Category Archives: Technology

‘Collect It All’

Homeland Security, Intelligence, Journalism, Technology, Terrorism

It’s his biggest revelation so far. Glenn Greenwald says he has been “saving the best for last”: names of Americans targeted by the National Security Agency. Greenwald’s book, No Place To Hide, is purported to contain scans of the many secret documents he has published. At the top of each document is the NSA’s motto: “Collect It All.” (Via Fox News.)

One question the journos interviewing Greenwald across US studios have failed to ask: The US government had promised to arrest Greenwald if and when he returned to the US. What happened? Why don’t media ask?

To ask a question about why the chronically incurious are chronically incurious is to answer it.

Will Microsoft’s New CEO Kill Surface?

Aesthetics, Business, Internet, Technology, The Zeitgeist

Forbes’s Gene Marks contends that Satya Nadella, Microsoft’s New CEO—whom Marks thinks is way cool because, wait for this, Nadella is a “decade younger than his predecessor and looks young for his age”—has effectively killed the Microsoft Surface.

Let me unpack Marks’ “logic”:

Even though The Surface is “a powerful little laptop, lightweight with a Windows 8 touchscreen and a long battery life”; and though this product is “both tablet and laptop and integrates tightly with other Microsoft applications”—Cool-Because-He’s-Young Nadella is to be hailed as brilliant too for sabotaging the future of a magnificent product. It is alleged that Nadella wishes to end Microsoft’s foray into hardware (Surface), and take the company back to the business of software.

“A Windows First policy,” argues Marks, “was the reason behind products like the Surface.”

If, as I understood this terribly hip article, The Surface is more than the software it runs—why reduce the best Tablet in the business to its bits? What about the “Big Idea”?

Not being a techie, I have no idea if Forbes’s Gene Marks is being plain silly, or if silly is the new norm in the media’s tech coverage. I suspect the two are not mutually exclusive. (“A silly society is a youth-obsessed society.” Youth-obsessed U.S is silly.)

In its hipness, the Forbes article reminds me of that grating, pretentious Cisco ad, in which a female with a deceptively soft voice waffles about the Internet of All Things (WTF?!).

But I guess I’m still from the Book Age.
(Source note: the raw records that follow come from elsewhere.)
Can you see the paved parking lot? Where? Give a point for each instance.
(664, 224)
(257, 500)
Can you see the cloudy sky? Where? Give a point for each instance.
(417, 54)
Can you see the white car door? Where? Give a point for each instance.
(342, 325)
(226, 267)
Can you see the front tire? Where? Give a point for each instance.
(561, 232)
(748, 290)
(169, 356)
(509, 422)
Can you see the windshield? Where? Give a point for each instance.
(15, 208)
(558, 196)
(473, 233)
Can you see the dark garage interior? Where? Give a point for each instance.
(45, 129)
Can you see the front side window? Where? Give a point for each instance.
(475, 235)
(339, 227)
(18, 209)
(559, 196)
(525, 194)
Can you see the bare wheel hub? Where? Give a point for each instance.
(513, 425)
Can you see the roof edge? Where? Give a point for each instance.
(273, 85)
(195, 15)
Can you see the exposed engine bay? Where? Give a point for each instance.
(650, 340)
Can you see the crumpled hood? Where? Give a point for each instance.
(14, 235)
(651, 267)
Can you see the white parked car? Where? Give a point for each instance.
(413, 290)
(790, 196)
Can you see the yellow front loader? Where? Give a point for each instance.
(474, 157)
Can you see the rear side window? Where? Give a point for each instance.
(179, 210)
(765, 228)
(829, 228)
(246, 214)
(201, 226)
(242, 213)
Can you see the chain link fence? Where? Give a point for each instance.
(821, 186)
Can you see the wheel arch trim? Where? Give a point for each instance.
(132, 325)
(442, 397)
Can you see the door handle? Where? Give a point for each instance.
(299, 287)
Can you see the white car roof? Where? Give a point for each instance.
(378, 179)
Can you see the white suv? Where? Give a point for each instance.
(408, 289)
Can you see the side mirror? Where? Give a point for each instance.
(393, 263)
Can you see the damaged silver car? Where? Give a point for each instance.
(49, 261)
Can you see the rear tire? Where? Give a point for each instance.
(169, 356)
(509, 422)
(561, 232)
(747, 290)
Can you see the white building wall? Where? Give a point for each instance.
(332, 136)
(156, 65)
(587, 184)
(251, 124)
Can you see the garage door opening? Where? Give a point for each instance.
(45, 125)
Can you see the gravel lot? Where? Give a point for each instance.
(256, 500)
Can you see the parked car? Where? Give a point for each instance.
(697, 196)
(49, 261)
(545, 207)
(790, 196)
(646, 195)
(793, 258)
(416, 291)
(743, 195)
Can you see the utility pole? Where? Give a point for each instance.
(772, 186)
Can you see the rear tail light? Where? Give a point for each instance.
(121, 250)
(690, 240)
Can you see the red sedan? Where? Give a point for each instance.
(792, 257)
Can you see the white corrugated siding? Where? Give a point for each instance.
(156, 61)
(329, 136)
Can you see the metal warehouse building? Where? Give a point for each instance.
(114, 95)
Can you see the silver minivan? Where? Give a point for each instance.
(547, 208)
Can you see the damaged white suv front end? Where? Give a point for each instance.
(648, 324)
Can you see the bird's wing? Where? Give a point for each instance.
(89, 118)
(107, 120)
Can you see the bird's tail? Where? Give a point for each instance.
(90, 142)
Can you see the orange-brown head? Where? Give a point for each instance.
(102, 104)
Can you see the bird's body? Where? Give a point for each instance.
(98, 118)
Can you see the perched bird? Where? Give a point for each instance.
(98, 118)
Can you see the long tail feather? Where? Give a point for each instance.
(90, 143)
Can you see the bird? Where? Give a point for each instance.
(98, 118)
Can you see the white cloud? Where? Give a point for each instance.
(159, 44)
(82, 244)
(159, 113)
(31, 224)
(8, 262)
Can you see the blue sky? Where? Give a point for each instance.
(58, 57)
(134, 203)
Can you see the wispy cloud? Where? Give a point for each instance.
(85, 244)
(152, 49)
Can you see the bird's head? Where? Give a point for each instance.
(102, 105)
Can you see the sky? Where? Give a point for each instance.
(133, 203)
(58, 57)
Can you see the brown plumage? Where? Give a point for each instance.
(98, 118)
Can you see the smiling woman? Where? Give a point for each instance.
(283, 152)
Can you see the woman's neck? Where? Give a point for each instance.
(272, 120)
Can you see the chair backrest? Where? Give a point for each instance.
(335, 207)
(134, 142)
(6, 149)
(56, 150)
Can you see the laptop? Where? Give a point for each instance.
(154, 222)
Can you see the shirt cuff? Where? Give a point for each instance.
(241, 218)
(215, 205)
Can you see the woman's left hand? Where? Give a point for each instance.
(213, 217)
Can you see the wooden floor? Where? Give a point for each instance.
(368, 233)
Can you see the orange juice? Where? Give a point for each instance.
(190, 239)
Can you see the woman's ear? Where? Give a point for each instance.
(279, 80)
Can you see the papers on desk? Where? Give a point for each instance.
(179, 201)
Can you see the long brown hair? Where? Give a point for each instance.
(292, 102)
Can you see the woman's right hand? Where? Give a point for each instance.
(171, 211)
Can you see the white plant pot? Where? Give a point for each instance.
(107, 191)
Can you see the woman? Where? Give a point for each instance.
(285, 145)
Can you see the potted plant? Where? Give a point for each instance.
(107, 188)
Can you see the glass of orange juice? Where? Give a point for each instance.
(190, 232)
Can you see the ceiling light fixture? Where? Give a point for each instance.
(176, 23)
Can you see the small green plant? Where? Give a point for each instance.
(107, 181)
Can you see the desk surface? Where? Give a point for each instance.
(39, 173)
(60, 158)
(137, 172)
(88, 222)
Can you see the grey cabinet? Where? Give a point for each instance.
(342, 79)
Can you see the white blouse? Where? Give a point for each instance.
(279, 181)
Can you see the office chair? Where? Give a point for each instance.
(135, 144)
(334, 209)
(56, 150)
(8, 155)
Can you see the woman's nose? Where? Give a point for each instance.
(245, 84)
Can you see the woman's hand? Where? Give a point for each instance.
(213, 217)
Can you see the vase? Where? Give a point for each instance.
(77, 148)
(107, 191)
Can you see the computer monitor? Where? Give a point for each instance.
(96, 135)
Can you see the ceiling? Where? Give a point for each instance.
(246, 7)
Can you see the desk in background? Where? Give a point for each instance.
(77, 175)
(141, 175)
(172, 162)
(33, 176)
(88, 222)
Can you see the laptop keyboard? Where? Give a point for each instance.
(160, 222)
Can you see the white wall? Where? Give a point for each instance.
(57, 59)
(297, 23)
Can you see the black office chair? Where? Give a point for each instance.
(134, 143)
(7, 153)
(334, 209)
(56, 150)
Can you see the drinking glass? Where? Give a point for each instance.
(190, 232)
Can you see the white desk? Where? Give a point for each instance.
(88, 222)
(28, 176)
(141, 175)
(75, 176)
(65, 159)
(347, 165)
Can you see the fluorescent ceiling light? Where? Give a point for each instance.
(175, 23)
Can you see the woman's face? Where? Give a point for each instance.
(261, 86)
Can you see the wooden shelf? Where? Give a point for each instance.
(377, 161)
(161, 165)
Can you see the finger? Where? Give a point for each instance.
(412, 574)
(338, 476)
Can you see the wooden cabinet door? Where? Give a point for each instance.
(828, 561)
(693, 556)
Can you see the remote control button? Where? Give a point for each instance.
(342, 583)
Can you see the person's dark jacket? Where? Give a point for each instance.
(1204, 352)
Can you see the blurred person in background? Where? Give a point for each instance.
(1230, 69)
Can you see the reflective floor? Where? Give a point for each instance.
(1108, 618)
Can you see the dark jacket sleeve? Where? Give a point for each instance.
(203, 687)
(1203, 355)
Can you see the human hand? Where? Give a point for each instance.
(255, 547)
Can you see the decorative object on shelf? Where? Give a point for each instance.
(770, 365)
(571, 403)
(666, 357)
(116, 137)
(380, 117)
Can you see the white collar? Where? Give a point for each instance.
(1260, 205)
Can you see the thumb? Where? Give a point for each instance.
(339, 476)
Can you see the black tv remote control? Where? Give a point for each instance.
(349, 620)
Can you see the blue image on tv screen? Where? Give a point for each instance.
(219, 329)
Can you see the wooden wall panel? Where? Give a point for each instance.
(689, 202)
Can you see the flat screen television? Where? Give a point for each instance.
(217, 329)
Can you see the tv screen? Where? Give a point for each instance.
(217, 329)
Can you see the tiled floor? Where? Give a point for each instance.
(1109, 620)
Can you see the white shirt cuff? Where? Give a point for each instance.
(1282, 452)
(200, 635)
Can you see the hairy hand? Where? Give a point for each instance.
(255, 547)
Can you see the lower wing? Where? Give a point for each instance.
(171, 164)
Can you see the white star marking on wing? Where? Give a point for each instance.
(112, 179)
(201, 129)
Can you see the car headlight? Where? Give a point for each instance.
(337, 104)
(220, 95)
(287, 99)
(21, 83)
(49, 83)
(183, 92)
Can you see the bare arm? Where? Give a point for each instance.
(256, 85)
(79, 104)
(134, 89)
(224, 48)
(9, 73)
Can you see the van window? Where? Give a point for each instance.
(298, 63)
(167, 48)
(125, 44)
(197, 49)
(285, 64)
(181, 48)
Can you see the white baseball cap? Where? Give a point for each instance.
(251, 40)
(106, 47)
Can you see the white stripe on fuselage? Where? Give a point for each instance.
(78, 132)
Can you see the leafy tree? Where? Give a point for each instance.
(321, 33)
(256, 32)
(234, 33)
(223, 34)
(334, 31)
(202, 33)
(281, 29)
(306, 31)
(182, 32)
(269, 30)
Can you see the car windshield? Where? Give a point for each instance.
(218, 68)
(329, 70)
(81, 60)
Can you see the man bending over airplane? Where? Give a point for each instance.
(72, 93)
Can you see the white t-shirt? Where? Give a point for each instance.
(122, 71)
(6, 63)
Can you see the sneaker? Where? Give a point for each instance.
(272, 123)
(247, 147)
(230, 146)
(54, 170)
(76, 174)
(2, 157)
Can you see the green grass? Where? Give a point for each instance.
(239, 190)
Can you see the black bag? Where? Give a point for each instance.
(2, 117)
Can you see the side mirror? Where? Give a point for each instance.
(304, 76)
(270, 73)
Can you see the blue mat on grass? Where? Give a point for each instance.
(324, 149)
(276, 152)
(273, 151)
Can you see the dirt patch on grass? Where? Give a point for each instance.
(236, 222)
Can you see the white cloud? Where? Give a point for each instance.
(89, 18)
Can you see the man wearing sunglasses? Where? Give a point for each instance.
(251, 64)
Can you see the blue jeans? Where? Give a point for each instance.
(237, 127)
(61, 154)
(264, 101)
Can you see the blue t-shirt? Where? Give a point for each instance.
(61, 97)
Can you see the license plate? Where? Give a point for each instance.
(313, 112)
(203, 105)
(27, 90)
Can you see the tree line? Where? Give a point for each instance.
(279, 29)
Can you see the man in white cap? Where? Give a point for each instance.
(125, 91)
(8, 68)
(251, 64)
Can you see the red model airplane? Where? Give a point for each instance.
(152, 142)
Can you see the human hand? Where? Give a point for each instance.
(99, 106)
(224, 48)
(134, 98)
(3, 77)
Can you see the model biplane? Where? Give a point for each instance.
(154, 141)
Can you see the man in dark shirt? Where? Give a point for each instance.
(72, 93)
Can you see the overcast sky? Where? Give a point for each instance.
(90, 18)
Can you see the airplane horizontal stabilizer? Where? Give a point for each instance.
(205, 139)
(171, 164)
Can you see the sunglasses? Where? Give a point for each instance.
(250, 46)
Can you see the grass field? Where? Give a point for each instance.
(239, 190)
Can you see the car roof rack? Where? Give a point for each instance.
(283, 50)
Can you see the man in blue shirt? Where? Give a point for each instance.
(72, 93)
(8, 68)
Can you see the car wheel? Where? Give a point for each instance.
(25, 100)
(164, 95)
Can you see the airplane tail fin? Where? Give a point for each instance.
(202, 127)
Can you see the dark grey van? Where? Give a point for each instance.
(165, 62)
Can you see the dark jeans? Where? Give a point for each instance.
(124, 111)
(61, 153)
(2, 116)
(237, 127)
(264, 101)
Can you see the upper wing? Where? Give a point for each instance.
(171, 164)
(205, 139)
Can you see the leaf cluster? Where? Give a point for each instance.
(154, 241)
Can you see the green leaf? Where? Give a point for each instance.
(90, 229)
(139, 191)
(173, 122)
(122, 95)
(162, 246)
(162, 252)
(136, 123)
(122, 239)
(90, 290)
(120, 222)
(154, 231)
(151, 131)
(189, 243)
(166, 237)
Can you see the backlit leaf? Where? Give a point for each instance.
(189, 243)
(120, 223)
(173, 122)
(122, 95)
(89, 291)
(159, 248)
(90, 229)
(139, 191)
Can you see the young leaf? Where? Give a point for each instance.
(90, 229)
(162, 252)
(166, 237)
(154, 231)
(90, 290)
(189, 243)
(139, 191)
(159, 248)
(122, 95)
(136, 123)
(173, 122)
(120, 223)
Behold a throwback: a wall-to-wall library, or half of it, as I could not get the entire thing in the frame. Sean made this solid maple thing to my mid-century American, Heywood-Wakefield design specs (more):

Bookcase I

UPDATED: Putting Lipstick On The Pigs At NSA*

Constitution, Democrats, Homeland Security, Propaganda, Republicans, Technology, Terrorism

We’re doing the right thing; we’re not doing anything illegal,” said Four-Star General Keith Alexander to Fox News’ Bret Baier. An otherwise good reporter, Baier has been asking some poignant questions of the very clever, dissembling, outgoing director of the National Security Agency’s unconstitutional, naturally illicit and all-round reprehensible spying programs. However, Baier, another bright lad, seems to be merely going through the motion; making sure he does journalistic due diligence without any forceful follow-up. A less than obligatory follow-up would be: “I know that what you do is probably ‘legal,’ but is it ‘moral’?”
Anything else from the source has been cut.